If the bureaucrats stand aside, we should be able to return to the Bangladeshis some of their stolen money.
Still, after all the hearings, after all the fabulous show of cash, after all the fantastic testimonies of large amounts so casually moved from banks to shadowy beneficiaries, the main question standing out is: Through all these, has the AMLAC proven to be adept, responsive and timely in the discharge of its functions?
In aid of legislation, it should be the AMLAC that is the focus of scrutiny.
Fakes
Add this concern to the long list of smuggled goods flowing freely into our economy, including steel products, rice, sugar, garlic, onions, chicken parts, frozen pork and even blast-frozen fish. Counterfeit cigarettes have now been discovered flooding retail outlets in Mindanao.
According to tobacco industry sources, the fake cigarettes are openly displayed in thousands of stores in the provinces of Lanao del Sur, Lanao del Norte, Bukidnon, Iligan, Misamis Occidental, Zamboanga Peninsula and the Cotabato region. They are being sold for as low as P18 per pack – understandable because they pay no VAT nor excise taxes.
The fake cigarettes copy the packaging of locally manufactured products, freely infringing on their copyrights while blatantly poaching in their markets. Some are poor copies of brands popular in the other Southeast Asian countries.
The counterfeit goods are of very poor quality and victimize local consumers. They are reported to originate from pirate producers in China, Laos, Malaysia and Indonesia.

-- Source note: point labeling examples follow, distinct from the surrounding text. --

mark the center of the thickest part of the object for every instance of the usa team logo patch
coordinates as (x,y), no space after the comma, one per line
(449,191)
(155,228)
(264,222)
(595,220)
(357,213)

Because they are not manufactured in regulated plants, the counterfeits are many times more hazardous for consumers.
It is not clear if there is any government task force, whether from the BIR or the DTI, designated to go after the counterfeit products. By law, these products are subject to outright confiscation and destruction by law enforcers. Peddlers face prosecution and jail terms for distributing counterfeit items.
Yet these counterfeit items are displayed flagrantly in stores and kept in large quantities in the warehouses of those who distribute them. Clearly, they are patronized by the poorest consumers, attracted by the low prices and oblivious to the safety concerns.
Cigarettes are among the so-called “sin products” on which heavy excise taxes are imposed by government. The penal taxes imposed by these products are, of course, inducements for counterfeiters and smugglers.
Even if they might not have the safety of our consumers in mind, government agencies should at least be concerned by the potential revenues lost because of the proliferation of fake products. VAT and excise taxes imposed on every pack of cigarettes overshadow the actual cost of the commodity.
The millions and millions of packs of fake cigarettes peddled widely in Mindanao makes a parody of whatever excuse government offered in imposing punitive tax rates on local manufacturers.